Wednesday, April 11, 2018

“All Authority”

Col.  2:6-15

Paul again in this section is making great affirmations about Jesus Christ.  He warns against “philosophy and empty deceit.”  He is not dismissing valid questions and reasonable concerns.  The Colossians were in danger of falling into speculative arguments and fantasies.  Paul insists that all things belong to Christ.  However there is a danger in wandering away from Christ and following “human tradition.”  Paul sees these tendencies as threats to the church.  He, of all people, is certainly not anti-intellectual.  Yet he realistically understands that there are false alternatives to the gospel which even Jesus had warned against (Matt. 24:5).  There are many forms of ‘spirituality” in our world that have nothing to do with Jesus Christ.

Paul then gives us a summary of the meaning of Christ’s death on the cross.  Too often the view has been presented that Christ died to fulfill the demands of the law, that his death somehow satisfied a need in God’s justice.  Such a view is itself speculative and theoretical.  It is not what the New Testament essentially teaches.  Jesus did not die to fulfill the demands of the law (as was the case with the Old Testament sacrifices).  In his death he freed us from the law’s demands, “erasing the record that stood against us with its legal demands.  He set this aside nailing it to the cross.”

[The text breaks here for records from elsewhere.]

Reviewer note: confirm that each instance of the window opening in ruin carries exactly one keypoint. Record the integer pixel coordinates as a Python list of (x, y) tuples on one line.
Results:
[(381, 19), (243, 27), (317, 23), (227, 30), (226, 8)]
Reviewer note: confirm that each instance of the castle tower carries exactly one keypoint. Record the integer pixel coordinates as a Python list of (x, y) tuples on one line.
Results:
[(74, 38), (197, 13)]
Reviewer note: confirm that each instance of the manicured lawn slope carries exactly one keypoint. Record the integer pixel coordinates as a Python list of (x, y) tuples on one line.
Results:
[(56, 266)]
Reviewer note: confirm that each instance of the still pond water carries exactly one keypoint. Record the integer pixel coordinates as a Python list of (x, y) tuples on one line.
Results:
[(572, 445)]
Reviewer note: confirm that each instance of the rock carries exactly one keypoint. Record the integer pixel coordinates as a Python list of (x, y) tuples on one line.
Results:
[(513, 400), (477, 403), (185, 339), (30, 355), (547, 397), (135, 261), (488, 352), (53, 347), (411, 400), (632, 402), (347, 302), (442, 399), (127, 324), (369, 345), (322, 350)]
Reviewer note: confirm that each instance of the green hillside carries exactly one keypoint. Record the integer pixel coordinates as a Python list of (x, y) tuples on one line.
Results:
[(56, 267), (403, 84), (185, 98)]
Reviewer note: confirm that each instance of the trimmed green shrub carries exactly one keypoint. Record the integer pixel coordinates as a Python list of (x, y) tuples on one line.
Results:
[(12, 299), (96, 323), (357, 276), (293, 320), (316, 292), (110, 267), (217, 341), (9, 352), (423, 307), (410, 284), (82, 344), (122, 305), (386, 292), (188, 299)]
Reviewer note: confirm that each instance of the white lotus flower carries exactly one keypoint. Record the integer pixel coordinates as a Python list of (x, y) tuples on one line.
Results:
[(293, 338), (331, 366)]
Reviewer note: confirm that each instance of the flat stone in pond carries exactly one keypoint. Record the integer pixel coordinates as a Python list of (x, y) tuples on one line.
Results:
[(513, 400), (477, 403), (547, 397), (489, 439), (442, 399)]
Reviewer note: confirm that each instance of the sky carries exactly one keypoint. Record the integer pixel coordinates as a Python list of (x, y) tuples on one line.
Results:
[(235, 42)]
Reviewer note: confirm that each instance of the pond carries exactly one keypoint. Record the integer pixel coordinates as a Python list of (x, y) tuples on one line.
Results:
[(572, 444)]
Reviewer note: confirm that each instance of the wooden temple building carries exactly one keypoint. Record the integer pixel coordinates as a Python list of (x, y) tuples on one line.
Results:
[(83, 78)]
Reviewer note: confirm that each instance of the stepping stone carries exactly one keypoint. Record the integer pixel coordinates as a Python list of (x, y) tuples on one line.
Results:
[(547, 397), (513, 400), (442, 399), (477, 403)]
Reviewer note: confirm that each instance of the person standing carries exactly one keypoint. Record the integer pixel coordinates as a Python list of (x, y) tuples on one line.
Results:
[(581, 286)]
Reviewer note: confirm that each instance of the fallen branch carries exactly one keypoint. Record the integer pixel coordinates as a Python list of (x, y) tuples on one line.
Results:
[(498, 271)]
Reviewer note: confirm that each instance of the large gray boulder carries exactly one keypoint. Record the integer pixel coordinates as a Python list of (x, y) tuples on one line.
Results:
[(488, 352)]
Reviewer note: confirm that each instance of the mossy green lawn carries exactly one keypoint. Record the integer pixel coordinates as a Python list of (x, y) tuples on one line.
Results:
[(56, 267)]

Because of sin we were captive to death and the devil.  Christ on the cross took all these forces on to himself, these “rulers and authorities” and disarmed and conquered them (Heb. 2:14-15).  Paul conjures up what would have a familiar image to his readers.  A Roman centurion would return dragging his defeated adversaries behind him, chained to his chariot.  This is Paul’s image of the victory of Jesus Christ.  He has made a public example of sin, death, hell, the law and the devil “triumphing over them” in the cross.

This means we are free of guilt, fear and failure.  Christ has won the victory for us.  The power of the cross, which to human eyes appeared as shame and weakness, is fully revealed in the triumph of the Resurrection.  We can now live out the frequent command, “Do not be afraid” (Matt. 28:10).  Amen!

Gracious and faithful God I praise you for the victory Jesus won on the cross and revealed in the Resurrection.  May I continue to live in that victory.  I pray this in Jesus’ name, Amen.